Commercial Property Noise – Statutory Nuisance

freeholderDo you live next door to or above a shop?  It’s always been quiet after closing time but the new leaseholder changed the use of the shop – manufacturing and selling furniture.  This has changed your life and the lives of neighbors living within the vicinity.

You and your neighbors have spoken to the leaseholder or shop keeper in an amicable way.  You have subsequently written a letter of complaint to the freeholder, because the shop keeper continues to engage in the production of furniture.  The manufacturing of furniture involves a lot of drilling and hammering, which in turn creates a lot of unpleasant noise – this could constitute as statutory nuisance.

Now the furniture may be beautiful and the business is successful, but it shouldn’t be at the cost of public health and well being.  There are laws against out of office hours noise that causes discomfort to residents.  According to the Environmental Protection Act 1990, any noise affecting your health or causing any disturbance to you in your property is considered a statutory nuisance.

You should be able to enjoy the comfort of your home without the need for reasonable complaint against noise from an unreasonable neighbour.  The local authorities are responsible for addressing issues such as noise disturbances.

Those noises could come from a shop, another residential property or even garden.  If your neighbour has decided to make furniture in their back garden for commercial purposes, the council should have been notified and planning permission should have been granted or denied.

If your neighbour or the leaseholder/shop keeper does not cooperate and come to an agreement with you and your neighbours, you should initially report it to the freeholder of the property.  If the freeholder doesn’t resolve the problem, your next step would be to contact the planning department of your local authority.  Your neighbour requires planning permission to start a furniture business in a residential area.

If planning permission was granted, the council would have applied restrictions to the business in relation to opening hours and noise levels.  The council might have even applied higher restrictions to the planning application, such as ‘no manufacturing of furniture’.  In other words, your neighbour may well be entitled to sell furniture but the council has disallowed any production of furniture precisely because of the nuisance it may cause to residents in the area.

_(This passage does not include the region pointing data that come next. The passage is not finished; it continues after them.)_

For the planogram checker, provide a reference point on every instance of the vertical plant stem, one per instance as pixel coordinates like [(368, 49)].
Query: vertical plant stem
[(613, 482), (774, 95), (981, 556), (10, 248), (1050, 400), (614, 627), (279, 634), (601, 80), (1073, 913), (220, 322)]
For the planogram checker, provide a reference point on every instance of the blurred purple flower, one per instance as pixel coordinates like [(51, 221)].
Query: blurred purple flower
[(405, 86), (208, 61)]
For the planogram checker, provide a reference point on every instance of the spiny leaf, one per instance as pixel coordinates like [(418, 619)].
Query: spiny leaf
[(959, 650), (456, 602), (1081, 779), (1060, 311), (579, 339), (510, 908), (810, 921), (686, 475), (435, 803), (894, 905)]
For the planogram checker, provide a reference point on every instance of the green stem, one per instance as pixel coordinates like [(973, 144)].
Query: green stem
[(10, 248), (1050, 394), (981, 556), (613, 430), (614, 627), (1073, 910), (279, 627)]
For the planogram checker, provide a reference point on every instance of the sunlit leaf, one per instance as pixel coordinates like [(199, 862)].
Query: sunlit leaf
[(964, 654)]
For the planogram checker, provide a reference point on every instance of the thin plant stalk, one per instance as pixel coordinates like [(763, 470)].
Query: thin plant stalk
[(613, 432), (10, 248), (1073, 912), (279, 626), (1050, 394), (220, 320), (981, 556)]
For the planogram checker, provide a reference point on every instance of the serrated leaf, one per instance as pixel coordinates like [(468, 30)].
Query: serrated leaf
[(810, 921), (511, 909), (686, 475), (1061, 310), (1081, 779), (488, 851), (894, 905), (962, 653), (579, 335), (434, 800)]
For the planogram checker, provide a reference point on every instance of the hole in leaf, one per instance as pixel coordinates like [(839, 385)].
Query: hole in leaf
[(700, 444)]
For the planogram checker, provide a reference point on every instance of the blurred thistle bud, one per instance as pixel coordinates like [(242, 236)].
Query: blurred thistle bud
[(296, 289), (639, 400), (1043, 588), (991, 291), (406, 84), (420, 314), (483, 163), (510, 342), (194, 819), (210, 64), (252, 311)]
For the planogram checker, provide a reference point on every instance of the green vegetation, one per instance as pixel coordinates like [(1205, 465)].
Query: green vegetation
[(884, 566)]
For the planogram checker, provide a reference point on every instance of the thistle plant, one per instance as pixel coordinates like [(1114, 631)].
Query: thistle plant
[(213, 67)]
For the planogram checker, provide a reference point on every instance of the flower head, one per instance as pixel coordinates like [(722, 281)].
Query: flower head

In summary, if you are affected by noise polution and disturbances – statutory nuisance – your first course of action would be to speak to and write to the leaseholder and express your concerns.  Your second course of action would be to involve your neighbours and make a formal complaint to the freeholder.  Your third course of action would be to contact the planning enforcement team of your local authority.  In some instances, a property solicitor could help you as a mediator and help you also to seek compensation.